Dopo la solare, spiritosa, all/old American incarnazione di Christopher Reeve (3 film, tutt’ ora insuperati, anche i meno belli della trilogia), la Wb aveva affidato il compito di riportare Superman sulla terra (e in auge la sua franchise) a Bryan Singer. Ma Superman Returns (2006) si era rivelato un oggetto di taglio troppo personale, raffinato, e idiosincratico per poterci costruire sopra una nuova serie. Lo studio è quindi ricorso all’autore del reboot più di successo della storia, e uno dei registi più sopravvalutati dell’action adventure hollywoodiano. Christopher Nolan ha scelto di non dirigere Man of Steel, passando quella palla a Zack Snyder e assorbendo il progetto in qualità di produttore. Ma l’imprint è tutto suo, a partire dalla scelta di co-sceneggiatore (David Goyer, quello dei nuovi Batman e dei Blade, oltre che di un futuro Godzilla e di un nuovo The Invisible Man), continuando con la passione per il racconto monumentale, le suggestioni e l’iconografia fascistoidi, le roboanti musiche di Hans Zimmer e l’abitudine a una totale desaturazione del colore che immerge in tono marrone la cappa rossa, il costume azzurro e persino gli occhi blu di Henry Cavill, aka Clark Kent, aka Superman.

Insomma, pensare a Batman, light. Senza Christian Bale, i gadget e l’allegro/sinistro bestiario gotico dei suoi personaggi collaterali inizia su un pianeta che sembra quello di Avatar solo senza i colori e la natura. È Krypton, e la sua sopravvivenza è a rischio. ll capo degli scienziati Jor El (Russell Crowe) e quello dell’apparato militare, il generale Zod (Michale Shannon, al suo esordio nell’azione a megabudget) hanno idee molto diverse su come affrontare la crisi. Zod prevale e, anticipando la distruzione totale, Jor El, affida il suo neonato Kal El a un marchingegno spaziale che lo porterà su un pianeta dall’atmosfera compatibile. In gioco non è solo la continuazione della stirpe degli El, ma quella di tutti i superstiti di Krypton, la cui possibilità di vivere installandosi altrove è iscritta nel dna del bebè. La metafora cristologica è sempre stata parte del mito di Superman, però i film con Reeves la trattavano con levità. La coppia Nolan/Snyder non ha niente di lieve….Il loro giovane Kal El, ribattezzato Clark Kent dopo essere stato trovato da Kevin Costner in un campo del Kansas, cresce nascondendo i suoi superpoteri e facendo lavori umili – non proprio il falegname ma quasi.

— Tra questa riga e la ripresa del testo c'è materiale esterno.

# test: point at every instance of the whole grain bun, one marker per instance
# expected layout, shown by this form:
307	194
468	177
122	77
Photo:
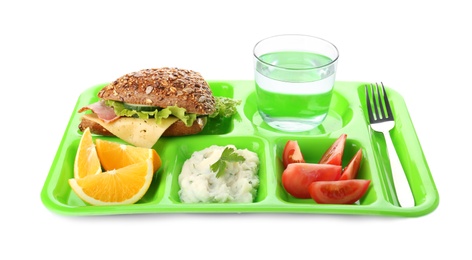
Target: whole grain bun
176	129
163	87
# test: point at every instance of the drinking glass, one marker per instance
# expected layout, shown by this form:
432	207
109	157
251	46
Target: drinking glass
294	77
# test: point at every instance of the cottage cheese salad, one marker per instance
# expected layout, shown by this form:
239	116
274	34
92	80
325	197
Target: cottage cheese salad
220	174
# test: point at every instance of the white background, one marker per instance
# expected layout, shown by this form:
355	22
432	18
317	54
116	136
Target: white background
51	51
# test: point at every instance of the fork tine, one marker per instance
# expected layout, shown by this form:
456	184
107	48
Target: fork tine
378	103
387	104
369	106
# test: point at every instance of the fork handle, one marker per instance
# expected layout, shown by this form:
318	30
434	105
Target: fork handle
402	187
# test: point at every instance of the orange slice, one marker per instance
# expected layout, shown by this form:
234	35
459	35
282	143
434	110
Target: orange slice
86	160
113	155
116	187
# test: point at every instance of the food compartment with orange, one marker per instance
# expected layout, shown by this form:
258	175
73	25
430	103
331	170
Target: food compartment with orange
246	130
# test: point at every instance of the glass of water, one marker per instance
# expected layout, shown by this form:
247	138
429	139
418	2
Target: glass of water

Lo sottrae al suo anonimato la premiatissima reporter Lois Lane (Amy Adams) che risale alla casetta del Kansas (dove c’è anche Diane Lane), «miracolo» per miracolo, ripercorrendo l’elusiva pista del ragazzo che l’ha salvata dall’attacco di un alien volante mentre era intenta ad esplorare un’astronave sepolta ne ghiaccio (!). Un bus pieno di bambini caduto in un fiume, una piattaforma petrolifera in fiamme che sta per abbattersi sui suoi operai…..Tutti inspiegabilmente salvati.

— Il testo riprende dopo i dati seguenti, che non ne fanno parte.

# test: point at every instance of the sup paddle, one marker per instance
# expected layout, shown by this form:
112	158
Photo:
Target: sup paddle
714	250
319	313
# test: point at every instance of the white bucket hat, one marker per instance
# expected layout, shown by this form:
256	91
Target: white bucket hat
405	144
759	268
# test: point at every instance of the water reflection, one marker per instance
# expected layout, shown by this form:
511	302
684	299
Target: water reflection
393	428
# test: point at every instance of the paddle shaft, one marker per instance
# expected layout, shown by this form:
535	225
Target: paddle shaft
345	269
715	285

Questo Superman fa le cose in grande anche da piccolo. Non perde tempo (come faceva quello di Donner) a salvare gattini e aiutare vecchiette –perché è totalmente privo di humor. Anche Zod e i suoi (che sembrano un po i cattivi di Dune), dopo un lungo esilio stellare, scovano le tracce di Clark Kent e chiedono ai terrestri la sua consegna immediata. Kal El non si fida del generale, che tra l’altro ha assassinato suo padre, e va a chiedere consiglio a un prete, che lo invita a…… «credere», in sostanza fidarsi della razza umana per cui si sta sacrificando. Molto alla Ponzio Pilato, nel frattempo, i capi dello stato maggiore accettano le condizioni di Zod. L’inevitabile, interminabile scontro finale (con Lois Lane e Diane Lane alternativamente in pericolo) è un tripudio di body slamming, niente coreografia ma alto impatto (super) corpi che si schiantano uno contro l’altro, contro edifici, muri di pietra….

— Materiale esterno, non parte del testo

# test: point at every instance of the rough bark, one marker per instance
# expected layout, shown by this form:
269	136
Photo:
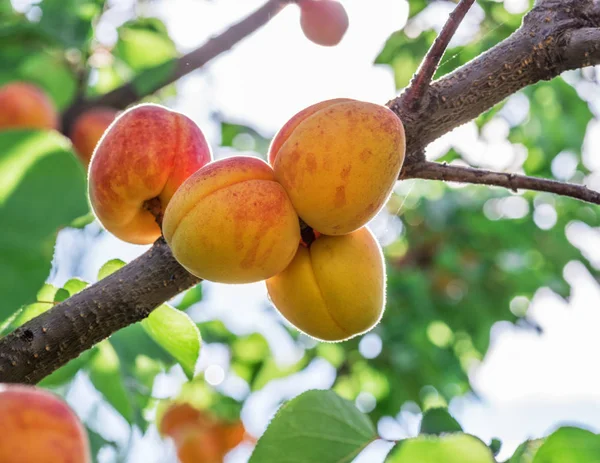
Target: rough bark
40	346
556	35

Il livello di distruzione è massiccio e francamente anche molto inutile, perché, a differenza di quelle di Michael Bay (Singer o Matt Reeves) queste cacofonie digital/audio/visive sono completamente prive di senso dello spazio e dello staging nell’inquadratura, quindi non danno nemmeno il piacere, elementare, tutto emotivo, del cinema astratto. Mai un regista elegante o particolarmente capace, Snyder ha dimostrato in passato almeno un certo gusto per il camp (300). Qui è totalmente incorporato nelle funerea pompa nolaniana. Un film noioso da cui, paradossalmente, si esce esausti.